In [1]:

from tensorflow.keras.layers.experimental.preprocessing import StringLookup
from tensorflow import keras
from pathlib import Path

import matplotlib.pyplot as plt
import tensorflow as tf
import numpy as np
import os
import cv2 as cv
import pandas as pd
from tensorflow.keras import layers

from sklearn.model_selection import train_test_split
np.random.seed(42)
tf.random.set_seed(42)

In [2]:
print(tf.__version__)

2.10.0


In [3]:
short_training_set = pd.read_csv('TrainLables.csv').drop(['Unnamed: 0'],axis=1).sort_values(by=['Image'])

ll = 6*list(short_training_set['Text'])

list_paths = sorted(os.listdir("Processed_Images"))

full_path = ["Processed_Images/"+i for i in list_paths]

long_training_set = pd.DataFrame({'Image':full_path,"Text":ll})

test_set = pd.read_csv('TestLabels.csv').drop(['Unnamed: 0'],axis=1).sort_values(by=['Image'])

list_paths_test = sorted(os.listdir("Processed_Test_Images"))

full_path_test = ["Processed_Test_Images/"+i for i in list_paths_test]

test_set['Image'] = full_path_test

# identifying unique characters in the dataset

characters = set(char for label in short_training_set['Text'] for char in label)
characters = sorted(list(characters))

# Maximum length of any line in the dataset
max_length = max([len(label) for label in short_training_set['Text']])
print('The maximum line length is {} characters'.format(max_length))

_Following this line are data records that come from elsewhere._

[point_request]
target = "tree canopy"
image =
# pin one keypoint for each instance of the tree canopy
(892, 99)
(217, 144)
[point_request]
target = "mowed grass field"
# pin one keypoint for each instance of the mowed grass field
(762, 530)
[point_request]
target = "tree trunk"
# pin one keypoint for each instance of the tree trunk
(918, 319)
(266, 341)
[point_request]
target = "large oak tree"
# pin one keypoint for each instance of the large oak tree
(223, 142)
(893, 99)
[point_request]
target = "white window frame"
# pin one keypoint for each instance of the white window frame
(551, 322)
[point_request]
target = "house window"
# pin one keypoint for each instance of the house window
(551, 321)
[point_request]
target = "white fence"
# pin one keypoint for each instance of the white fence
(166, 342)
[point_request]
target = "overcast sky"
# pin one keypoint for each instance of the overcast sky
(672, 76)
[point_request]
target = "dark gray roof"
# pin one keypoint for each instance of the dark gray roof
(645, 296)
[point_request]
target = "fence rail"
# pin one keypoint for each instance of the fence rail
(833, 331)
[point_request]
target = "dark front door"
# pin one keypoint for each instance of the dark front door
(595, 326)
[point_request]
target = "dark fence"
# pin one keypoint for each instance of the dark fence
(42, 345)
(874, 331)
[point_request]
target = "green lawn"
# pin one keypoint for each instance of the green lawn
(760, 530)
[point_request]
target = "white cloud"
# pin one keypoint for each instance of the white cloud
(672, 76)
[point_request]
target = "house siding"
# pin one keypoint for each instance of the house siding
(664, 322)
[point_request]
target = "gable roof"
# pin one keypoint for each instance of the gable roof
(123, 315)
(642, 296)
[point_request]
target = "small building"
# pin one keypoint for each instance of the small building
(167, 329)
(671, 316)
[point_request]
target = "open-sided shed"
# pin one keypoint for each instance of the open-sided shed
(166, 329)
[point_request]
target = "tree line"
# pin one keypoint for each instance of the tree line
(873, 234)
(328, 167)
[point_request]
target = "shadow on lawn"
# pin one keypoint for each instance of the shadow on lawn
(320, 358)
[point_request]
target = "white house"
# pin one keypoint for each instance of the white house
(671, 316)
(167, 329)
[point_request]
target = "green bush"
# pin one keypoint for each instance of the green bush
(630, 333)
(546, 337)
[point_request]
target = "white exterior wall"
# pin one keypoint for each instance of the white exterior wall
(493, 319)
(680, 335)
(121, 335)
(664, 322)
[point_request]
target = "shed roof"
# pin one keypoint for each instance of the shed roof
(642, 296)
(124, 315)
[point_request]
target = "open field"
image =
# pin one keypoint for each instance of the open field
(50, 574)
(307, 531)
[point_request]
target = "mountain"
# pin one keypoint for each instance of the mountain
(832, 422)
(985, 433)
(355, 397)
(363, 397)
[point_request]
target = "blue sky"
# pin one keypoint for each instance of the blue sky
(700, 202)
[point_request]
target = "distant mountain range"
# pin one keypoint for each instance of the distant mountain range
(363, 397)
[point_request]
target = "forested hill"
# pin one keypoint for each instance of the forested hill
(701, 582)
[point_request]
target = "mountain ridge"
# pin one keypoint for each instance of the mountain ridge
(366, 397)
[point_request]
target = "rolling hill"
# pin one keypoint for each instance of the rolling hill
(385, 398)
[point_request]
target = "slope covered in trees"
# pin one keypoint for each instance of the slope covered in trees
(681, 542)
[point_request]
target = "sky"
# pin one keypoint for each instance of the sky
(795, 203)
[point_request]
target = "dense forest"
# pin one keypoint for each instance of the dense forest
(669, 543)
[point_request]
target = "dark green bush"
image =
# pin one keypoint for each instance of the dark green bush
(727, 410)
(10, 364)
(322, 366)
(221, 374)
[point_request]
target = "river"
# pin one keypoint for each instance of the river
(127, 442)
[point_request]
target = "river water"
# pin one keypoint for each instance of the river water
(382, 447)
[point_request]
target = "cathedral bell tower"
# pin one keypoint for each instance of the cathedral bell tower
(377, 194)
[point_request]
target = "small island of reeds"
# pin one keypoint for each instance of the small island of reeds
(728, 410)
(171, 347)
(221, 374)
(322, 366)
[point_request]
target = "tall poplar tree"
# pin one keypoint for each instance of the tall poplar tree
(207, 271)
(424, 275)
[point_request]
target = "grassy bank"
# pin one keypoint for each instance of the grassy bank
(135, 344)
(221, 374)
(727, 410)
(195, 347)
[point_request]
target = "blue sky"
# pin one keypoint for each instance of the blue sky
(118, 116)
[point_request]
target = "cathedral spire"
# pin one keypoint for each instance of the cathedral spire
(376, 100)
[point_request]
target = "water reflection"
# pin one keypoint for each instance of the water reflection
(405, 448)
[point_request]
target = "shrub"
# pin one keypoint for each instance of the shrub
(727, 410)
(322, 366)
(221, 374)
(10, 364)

The maximum line length is 128 characters


In [4]:
print('There are '+str(len(short_training_set))+ " image in the short trainging set")
print('There are '+str(len(long_training_set))+ " image in the long trainging set")
print('There are '+str(len(test_set))+ " image in the test set")

There are 1400 image in the short trainging set
There are 8400 image in the long trainging set
There are 233 image in the test set


In [5]:
def train_val(df):
    
    X = df["Image"]
    y = df['Text']
    
    X_train, X_val, y_train, y_val = train_test_split(X, y, test_size=0.3, random_state=42)
    
    return  np.array(list(X_train)), np.array(list(X_val)), np.array(list(y_train)), np.array(list(y_val))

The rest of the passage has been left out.